Yours, and nobody else’s
That’s the thing about pain, it demands to be felt.
-John Green, The Fault in our Stars
There will be a lot of pain, anger, and self pity. You will lash out, at those you love. You will push people away, and you will hate them or God or maybe everyone. It is so easy to just keep that hate, to feel it every day. It is effortless to hate them for what they did or didn’t do. That maelstrom of emotion will do nothing but burn you up inside until all that remains is a sad, small person. It’s okay to feel that way for a time. It is. You have a right to feel your emotions. You should yell, and scream, and cry. However, as easy as it is, you can’t let it fester and you can’t give it to others. You must confront your emotions, and let them run their course. In the end, you must remember that the pain they gave you is yours to endure. when it comes burning through your veins, you cannot give it away. You must endure and remember who you are. You are not what they made you. In the end, the suffering is yours, and nobody else’s.
Editor Suggestions for drinks when you have been dumped
Take this advice at your own risk because we are a real emotional bunch

- Whiskey neat
If I have to go through a break up, I want the burn so it has to be just straight whiskey. Another reason, is that it’ll give me confidence. Now that confidence is important, that way I can either punch someone in the face or flirt with someone better than my ex.
-Teagan
If I ever was dumped, I would drink whiskey neat. It’s bitter and it burns just like I would be feeling. Its also straight to the point which I wish that relationship could have been. Oh, and it would keep me warm at night since they won’t be anymore.
-Unevenmango

2. Vodka, a lot of it.
If you can’t remember who they were, then you can’t remember to be sad about it. Kidding, kinda?
-MT
I always drink vodka because I’m not a great drinker and it really hurts when I drink it. Then I can focus on that pain instead of the terrible, terrible emotional pain.
-Kaity
Well I’ve been dating my girlfriend for five years… that being said, I would definitely drink vodka. More specifically something like Everclear. Like I would have absolutely no idea what to do after losing such a strong bond.
-Tyler

3. Tequila
I drink tequila, but only in margaritas. Tequila really works well because I don’t want to forget about them, but I do want to have a good cry. Sometimes it’s nice to just get it out and embrace your emotions. Also, you can get some great food while you just have a meltdown.
-MT

4. Creme Liquor
I always go with creme Liquor. I absolutely hate the taste to be honest, but I have a really big travel mug and you can mix it with coffee. You can walk around campus all day just avoiding those emotions.
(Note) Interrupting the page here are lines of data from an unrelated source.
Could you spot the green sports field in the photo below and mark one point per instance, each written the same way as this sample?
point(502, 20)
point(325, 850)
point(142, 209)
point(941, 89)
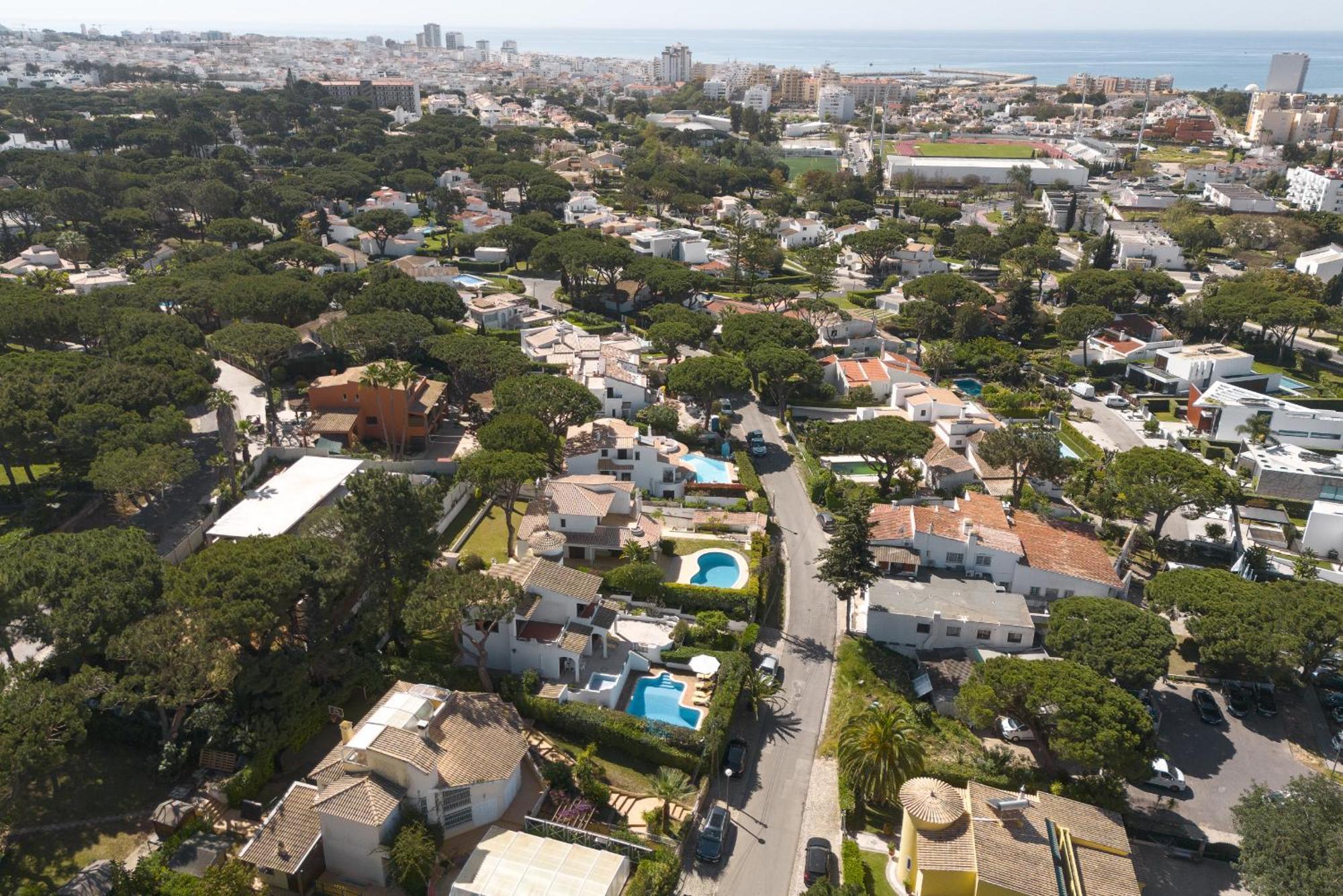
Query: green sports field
point(976, 150)
point(800, 164)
Although I do not advise doing this during finals, that was a poor choice.
– Samesunsets

5. Water
It’s okay to drink and not feel those emotions or in MT’s case embrace them, but eventually you have to move on. At some point you have to pick yourself up and start moving forward. It doesn’t have to be right now, but you will have to eventually. Also you can start drinking water and working out so you look hot af.